Tuesday, May 22, 2018

Pseudo-Secularism



Last week, I did something which made me question my own self-proclaimed secularism.

(No, I didn't vote for BJP in the Karnataka elections - doing THAT would make me question my own sanity, never mind my secularism.)

Here's what happened.

My three-year-old son is going to a summer camp sort of thing, where he has music and dance classes. At his age, it's less about formally learning anything, and more about just having fun. Every day, he comes home singing snatches of songs that he learnt in class that day.

For the past week or so, he has been singing a particular song all the time. Initially, he was singing only the first verse, and he mangled it up so much that I couldn't even understand what he was singing. But then he managed to learn the second line in another couple of days, and I understood what the song was. It's a religious song, and the line he was singing was, "Sing hosanna sing hosanna to the king of kings."

I was fine with it in the beginning. He was singing this song and a couple of other non-religious songs as well, and it was okay.

But after a couple of days, he stopped singing the other songs and started singing just this song. And that's when it started getting on my nerves. I told him several times to stop, but I would catch him singing it again later.

I tried to analyze my own reaction. Why on earth did I have a problem with this? After all, I've often found myself absent-mindedly humming an earworm. I couldn't blame a three-year-old for doing the same thing!

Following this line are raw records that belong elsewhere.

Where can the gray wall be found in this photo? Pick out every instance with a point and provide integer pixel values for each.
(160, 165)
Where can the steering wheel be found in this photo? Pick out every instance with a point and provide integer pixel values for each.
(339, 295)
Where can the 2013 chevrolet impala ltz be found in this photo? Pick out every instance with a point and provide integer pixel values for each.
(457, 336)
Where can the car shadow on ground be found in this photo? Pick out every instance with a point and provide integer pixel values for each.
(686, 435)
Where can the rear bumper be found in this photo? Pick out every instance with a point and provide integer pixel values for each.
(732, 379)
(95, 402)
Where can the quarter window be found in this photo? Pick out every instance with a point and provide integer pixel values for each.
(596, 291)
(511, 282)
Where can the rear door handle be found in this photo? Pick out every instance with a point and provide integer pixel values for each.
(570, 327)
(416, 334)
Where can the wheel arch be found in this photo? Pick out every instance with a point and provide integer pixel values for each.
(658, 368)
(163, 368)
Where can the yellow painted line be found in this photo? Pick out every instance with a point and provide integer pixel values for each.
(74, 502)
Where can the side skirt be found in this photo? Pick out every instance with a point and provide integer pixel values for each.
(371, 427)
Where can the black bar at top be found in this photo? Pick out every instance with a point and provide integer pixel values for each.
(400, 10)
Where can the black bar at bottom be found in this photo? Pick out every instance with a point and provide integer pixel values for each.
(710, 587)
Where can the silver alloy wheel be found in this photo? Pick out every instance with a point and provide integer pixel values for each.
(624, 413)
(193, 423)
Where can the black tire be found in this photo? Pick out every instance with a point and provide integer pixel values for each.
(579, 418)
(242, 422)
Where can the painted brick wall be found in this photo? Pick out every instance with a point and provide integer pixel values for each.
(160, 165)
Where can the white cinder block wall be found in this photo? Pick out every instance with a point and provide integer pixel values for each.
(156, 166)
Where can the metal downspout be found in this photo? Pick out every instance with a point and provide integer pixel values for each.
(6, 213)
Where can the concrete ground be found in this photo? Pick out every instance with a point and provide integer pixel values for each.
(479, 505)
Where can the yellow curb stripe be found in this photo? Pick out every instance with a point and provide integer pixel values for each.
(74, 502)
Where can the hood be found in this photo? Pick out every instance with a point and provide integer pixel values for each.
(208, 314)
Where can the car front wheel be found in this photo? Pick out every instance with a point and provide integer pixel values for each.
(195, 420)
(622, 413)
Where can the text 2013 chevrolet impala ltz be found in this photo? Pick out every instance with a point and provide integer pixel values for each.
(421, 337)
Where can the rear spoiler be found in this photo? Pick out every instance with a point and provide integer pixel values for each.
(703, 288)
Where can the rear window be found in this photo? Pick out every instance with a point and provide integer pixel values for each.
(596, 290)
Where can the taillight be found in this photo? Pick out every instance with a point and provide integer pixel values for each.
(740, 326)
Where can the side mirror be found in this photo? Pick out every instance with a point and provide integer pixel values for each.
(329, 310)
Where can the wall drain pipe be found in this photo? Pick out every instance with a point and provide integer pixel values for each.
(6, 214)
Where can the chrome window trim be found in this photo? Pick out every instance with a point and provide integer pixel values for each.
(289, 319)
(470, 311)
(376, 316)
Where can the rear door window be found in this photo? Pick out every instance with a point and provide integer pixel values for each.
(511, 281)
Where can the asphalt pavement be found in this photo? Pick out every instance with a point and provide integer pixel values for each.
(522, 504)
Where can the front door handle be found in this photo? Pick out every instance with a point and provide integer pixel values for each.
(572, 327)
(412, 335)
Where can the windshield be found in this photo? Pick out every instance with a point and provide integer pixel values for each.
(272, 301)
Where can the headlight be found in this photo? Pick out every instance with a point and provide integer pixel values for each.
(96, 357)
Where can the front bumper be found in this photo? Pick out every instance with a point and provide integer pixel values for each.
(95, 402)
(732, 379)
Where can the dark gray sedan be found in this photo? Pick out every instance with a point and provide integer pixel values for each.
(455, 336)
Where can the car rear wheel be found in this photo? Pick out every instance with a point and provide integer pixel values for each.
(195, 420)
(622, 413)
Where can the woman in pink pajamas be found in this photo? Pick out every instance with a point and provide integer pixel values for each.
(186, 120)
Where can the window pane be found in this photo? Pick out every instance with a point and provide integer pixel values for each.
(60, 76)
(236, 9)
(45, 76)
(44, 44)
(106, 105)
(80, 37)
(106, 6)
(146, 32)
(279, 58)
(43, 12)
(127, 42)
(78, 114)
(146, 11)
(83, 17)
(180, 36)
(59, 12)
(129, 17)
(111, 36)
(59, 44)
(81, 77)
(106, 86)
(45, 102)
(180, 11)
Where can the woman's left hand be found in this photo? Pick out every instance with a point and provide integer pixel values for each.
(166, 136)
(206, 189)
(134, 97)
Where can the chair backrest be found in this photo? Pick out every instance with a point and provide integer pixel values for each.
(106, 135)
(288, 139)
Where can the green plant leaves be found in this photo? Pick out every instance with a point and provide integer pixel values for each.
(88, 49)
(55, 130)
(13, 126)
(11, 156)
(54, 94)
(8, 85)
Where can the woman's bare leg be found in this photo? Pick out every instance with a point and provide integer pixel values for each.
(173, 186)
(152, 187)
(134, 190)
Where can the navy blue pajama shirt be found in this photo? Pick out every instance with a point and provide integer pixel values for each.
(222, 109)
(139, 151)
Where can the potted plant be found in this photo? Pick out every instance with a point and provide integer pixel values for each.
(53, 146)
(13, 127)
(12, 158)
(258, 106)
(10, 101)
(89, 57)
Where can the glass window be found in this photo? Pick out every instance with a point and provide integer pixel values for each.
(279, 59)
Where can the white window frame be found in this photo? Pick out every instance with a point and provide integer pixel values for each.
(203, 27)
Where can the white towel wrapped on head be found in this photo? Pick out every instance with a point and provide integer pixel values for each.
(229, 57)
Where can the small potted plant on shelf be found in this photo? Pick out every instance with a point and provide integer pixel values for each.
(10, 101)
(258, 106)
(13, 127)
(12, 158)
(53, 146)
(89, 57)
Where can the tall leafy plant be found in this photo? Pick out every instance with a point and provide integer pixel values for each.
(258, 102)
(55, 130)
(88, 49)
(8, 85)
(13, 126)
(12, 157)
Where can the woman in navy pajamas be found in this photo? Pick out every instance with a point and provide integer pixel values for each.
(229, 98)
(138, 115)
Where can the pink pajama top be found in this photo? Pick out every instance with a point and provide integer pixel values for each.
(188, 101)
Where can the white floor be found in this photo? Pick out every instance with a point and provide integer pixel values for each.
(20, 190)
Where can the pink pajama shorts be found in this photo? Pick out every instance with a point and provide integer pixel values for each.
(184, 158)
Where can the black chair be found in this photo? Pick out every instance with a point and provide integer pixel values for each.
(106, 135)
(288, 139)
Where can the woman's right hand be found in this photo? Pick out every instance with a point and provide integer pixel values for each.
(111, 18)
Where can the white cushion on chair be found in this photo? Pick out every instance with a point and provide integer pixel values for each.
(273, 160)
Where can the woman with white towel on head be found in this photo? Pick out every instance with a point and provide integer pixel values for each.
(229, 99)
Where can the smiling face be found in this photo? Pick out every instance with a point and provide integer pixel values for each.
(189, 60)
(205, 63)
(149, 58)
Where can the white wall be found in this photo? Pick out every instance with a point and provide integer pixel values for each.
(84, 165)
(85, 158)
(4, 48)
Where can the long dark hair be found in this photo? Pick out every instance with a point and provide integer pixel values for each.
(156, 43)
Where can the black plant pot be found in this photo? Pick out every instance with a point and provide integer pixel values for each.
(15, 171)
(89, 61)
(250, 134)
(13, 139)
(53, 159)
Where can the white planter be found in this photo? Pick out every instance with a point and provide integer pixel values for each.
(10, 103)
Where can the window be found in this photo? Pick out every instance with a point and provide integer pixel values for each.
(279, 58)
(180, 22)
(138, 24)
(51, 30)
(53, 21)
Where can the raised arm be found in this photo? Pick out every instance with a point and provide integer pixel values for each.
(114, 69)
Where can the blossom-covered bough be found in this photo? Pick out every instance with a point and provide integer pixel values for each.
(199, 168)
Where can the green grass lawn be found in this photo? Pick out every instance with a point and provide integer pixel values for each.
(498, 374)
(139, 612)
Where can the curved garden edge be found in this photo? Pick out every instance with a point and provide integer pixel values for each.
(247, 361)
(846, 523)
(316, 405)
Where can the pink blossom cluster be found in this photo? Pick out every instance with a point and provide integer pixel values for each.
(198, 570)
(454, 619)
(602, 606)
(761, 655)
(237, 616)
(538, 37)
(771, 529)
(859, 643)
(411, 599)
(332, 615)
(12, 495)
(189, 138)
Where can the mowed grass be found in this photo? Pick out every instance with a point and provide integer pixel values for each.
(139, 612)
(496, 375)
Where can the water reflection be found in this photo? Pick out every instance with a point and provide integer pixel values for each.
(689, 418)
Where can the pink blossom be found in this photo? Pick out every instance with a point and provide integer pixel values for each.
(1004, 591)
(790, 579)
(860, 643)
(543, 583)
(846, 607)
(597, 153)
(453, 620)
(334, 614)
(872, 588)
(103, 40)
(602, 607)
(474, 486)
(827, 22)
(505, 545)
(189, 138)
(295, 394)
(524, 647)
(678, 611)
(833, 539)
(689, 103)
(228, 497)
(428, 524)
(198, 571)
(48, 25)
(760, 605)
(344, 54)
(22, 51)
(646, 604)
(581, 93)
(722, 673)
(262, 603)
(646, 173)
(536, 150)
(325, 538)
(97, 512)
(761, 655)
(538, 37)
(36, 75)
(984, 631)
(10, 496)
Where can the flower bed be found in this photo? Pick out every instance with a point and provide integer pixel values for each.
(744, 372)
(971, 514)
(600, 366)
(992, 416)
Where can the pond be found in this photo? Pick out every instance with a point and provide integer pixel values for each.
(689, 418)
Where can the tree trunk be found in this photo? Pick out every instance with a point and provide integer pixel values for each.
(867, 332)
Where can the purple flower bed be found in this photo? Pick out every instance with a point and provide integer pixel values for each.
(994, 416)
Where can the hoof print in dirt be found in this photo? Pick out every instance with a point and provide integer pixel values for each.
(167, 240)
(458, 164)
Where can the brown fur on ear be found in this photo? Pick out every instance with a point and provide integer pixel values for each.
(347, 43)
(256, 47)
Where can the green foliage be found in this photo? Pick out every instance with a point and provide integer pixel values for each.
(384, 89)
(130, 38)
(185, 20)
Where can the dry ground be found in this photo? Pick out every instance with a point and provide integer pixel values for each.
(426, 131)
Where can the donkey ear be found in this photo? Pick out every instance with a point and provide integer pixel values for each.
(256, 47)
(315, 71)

But was my problem just that he was singing it all the time? Or was it that since I wasn't religious myself, I didn't want him to sing religious songs? Or was it more problematic still - that I didn't want him to sing a CHRISTIAN religious song?

I had to admit to myself that it was a combination of the first and the third. I wouldn't have had a problem with him singing Hindu religious songs, even though I'm not a believer myself. (Last year he learnt Asato Ma Sadgamaya and I was okay with it.)

Well, so much for my own self-professed secularism. I might say that I hated the BJP and all it stood for, I might claim that I didn't care about religion, I might proclaim my love for beef everywhere. But at the end of the day, all of those beliefs seemed to be shallow. If somebody tried to "evangelize" my son (because clearly that's what I saw the teaching of this song as), my inner repressed Hindu would come out, sword flashing.

Now the question remained - did I want to do something about this, or let it be? After all, the summer camp would be over in another couple of weeks, and I would be rid of the music teacher (he had been hired specifically for the camp).

I decided not to do anything. I confess - more than anything, it was the thought of having to actually say something to the school, and reveal what a bigot I really am, that horrified me.

But then the weekend came.

And I had to listen to the song for two continuous days.

On Monday, I went and spoke to the school authorities.

Of course, I had to retain some cover of secularism for myself. I was careful to phrase it right. I said, "Please don't teach my son religious music. I'm not religious, and I don't particularly want my son to be religious either."

But of course, the lady who is in charge of the place is sharp, and she got it immediately. "The new teacher is teaching Christian religious music, right? I don't like it either, ma'am. I'll tell him today itself."

And so that was that. My fake secular fig leaf thrown back in my face.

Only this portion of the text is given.